The UN Environment Programme (UNEP) launched a report that provides practical guidelines and recommendations for reporting on the distribution and abundance of plastic litter and microplastics in marine environments. The report is one of several publications on the conservation and sustainable use of marine environments released by UNEP in conjunction with the fourth session of the UN Environment Assembly (UNEA-4).
The report titled, ‘Guidelines for the Monitoring and Assessment of Plastic Litter and Microplastics in the Ocean,’ aims to support organizations in marine environmental monitoring in response to the lack of an internationally agreed methodology for reporting on plastic litter and microplastics in marine environments. Harmonization of methods, it argues, is critical to understand the scale of the problem and support informed decision making. The report stresses that the need for such harmonization has become more critical with the adoption of the SDGs.
Without harmonization of the data being collected globally, the collective response to tackle the marine plastic issue will always be compromised.

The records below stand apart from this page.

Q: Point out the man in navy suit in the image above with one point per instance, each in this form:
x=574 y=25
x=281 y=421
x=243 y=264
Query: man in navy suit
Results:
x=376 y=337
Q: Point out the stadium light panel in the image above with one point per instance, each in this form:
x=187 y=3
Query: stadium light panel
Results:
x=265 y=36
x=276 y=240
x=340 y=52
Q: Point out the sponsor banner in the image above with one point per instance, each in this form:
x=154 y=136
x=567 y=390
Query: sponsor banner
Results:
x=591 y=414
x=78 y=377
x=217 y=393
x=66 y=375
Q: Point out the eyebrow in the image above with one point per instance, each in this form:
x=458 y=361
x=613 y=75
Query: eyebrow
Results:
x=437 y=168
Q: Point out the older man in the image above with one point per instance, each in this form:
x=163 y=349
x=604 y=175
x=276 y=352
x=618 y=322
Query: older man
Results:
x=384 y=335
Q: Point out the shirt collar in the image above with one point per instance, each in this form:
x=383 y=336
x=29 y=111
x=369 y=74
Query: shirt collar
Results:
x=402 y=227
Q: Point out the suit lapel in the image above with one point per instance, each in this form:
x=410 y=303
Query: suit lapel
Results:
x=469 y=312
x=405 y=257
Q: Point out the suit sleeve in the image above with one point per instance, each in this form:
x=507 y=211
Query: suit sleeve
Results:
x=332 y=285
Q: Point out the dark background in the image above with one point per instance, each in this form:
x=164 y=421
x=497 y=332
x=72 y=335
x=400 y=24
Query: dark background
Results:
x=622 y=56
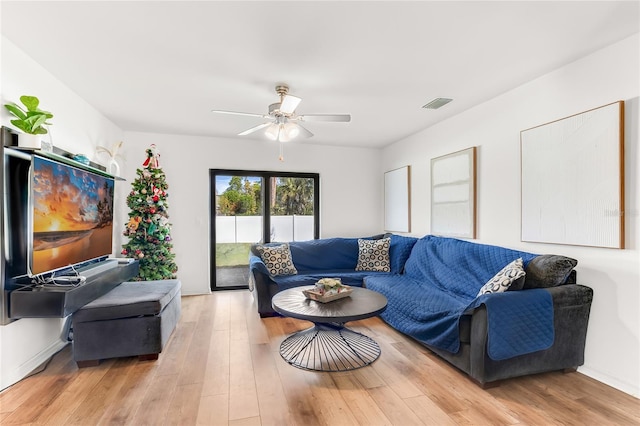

SDG indicator 14.1.1 (“index of coastal eutrophication and floating plastic debris density”) measures floating plastic litter as a global indicator of marine pollution. To advance measurement of SDG indicator 14.1.1, the report supports more harmonized methods to encourage the development and implementation of regional or global monitoring programmes and facilitate exchange of monitoring results. These increased efforts are expected to help move SDG indicator 14.1.1 from a Tier III indicator (on which no internationally established methodology or standards are available) to a Tier II indicator (for which conceptually clear, established methodology and standards are available, but data are not regularly produced).
UNEP Chief Scientist, Jian Liu, stressed that “without harmonization of the data being collected globally, the collective response to tackle the marine plastic issue will always be compromised.” He said shared monitoring guidelines will produce a “clearer picture of the true scale of the problem” and enable measurement of the impact of reduction measures, such as banning single-use plastics.
The guidelines feature recommended sampling definitions for all sizes of plastic litter encountered in the marine environment and on shorelines, from plastic litter associated with biota through entanglement or ingestion to litter deposited on the seabed or floating on the sea surface. Recommendation methods also address: sample processing; physical characterization of macro-plastics; physico-chemical characterization of microplastics; analysis of chemicals associated with plastics; and biological characterization. The report’s guidelines will be considered by the Ad hoc Open-ended Expert Group on marine litter, under UNEA.